If we want to precisely measure true startup activity, we can’t use the Kauffman Index as published. This Index is a broad measure of business formation. The report’s authors use the term “startup” for all new businesses. Most startup advocates and founders probably have something more specific in mind. The diversity of businesses included in Kauffman’s study make it difficult to tell what is happening to any metro area’s startup population.
At least in local conversations, if not throughout the U.S., when someone mentions startups, they seem to have a specific kind of business in mind. Startups typically are founded to: 1) commercialize a new idea that creates a new market or disrupts an existing market, 2) scale (grow deliberately and rapidly) and, 3) because of these, are interesting to investors. This definition does not include most new businesses such as: main street “mom and pop” retailers, restaurants, construction trades, nail salons, donut shops, self-employed professionals and creative people. These are mostly traditional small businesses. They are crucial for the life of our economy, but they are not normally considered startups.

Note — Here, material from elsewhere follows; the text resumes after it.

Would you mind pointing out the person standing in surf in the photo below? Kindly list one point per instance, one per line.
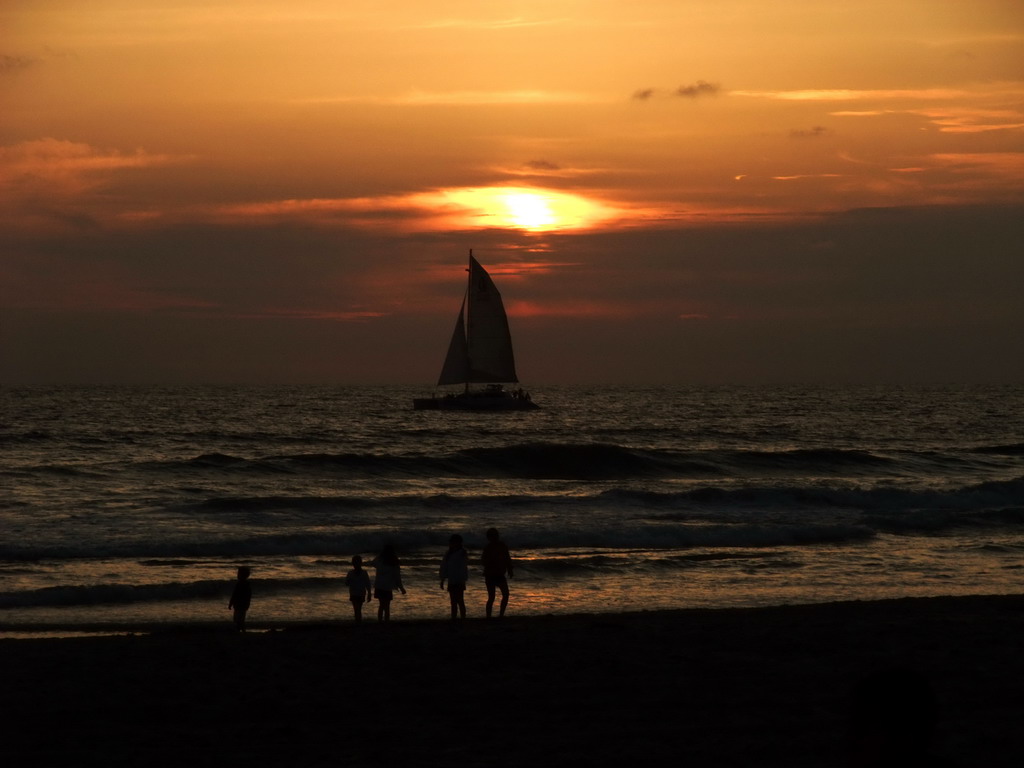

The Kauffman Index includes all these business categories, not just dynamic, growth-oriented, innovation-led firms. In every metro area, true startups will account for only a tiny fraction of new firms. There are 700,000 business establishments in DFW. Annually, tens of thousands of new businesses start locally. All the local accelerators and coworking spaces account for only a few hundred business establishments. This number could double several times and still not be noticeable using Kauffman’s Index.
The DFW startup scene has been growing at a significant and exponential rate. Accelerator and coworking activity and event attendance has undoubtedly doubled since 2013. Our overall business competitive advantages should push DFW into further prominence through the next business cycle. Most entrepreneurs are not going to choose or reject Dallas by reading Kauffman’s Index. Still, studies like Kauffman’s, and the policy and public response can have an indirect and cumulative effect over time.

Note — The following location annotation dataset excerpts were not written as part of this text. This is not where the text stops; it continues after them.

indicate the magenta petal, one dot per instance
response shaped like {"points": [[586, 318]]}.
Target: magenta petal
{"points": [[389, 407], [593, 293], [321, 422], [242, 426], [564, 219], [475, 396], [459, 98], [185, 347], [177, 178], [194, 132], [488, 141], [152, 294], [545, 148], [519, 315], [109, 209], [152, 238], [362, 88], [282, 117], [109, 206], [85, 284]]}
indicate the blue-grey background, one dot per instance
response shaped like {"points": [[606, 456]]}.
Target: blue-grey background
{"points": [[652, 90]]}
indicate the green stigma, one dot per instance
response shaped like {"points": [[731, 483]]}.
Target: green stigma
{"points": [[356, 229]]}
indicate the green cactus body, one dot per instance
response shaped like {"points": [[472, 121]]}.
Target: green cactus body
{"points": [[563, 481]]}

The community discussion over the Kauffman Index is our opportunity to begin a new, regular treatment of ecosystem research and policy. Our assessments in these areas will appear in this blog, alongside local community activity and curated business practice content. Our intent is to promote a broad, inclusive entrepreneurial community in Dallas. At the same time, we will make sure we are clearly distinguishing the needs and interests of different types of small companies. Our content and commentary recognizes three major categories of small firms: startups, traditional small businesses and self-employed workers. We will work with our partners in the community to make sure Dallas has a great support system for each type. We also want to inform the discussion in ways that avoid the recent confusion over Kauffman’s Startup Index.
Daniel Oney, is the Business Ecosystem Champion in Dallas’ Office of Economic Development. He was senior economist for the Virginia General Assembly but returned to his native soil to found the City’s Economic Research group. Now he wants to make small business and entrepreneurship a cornerstone of local economic development. These remarks are his own and may not reflect official policy or opinions of the City Council or City Management.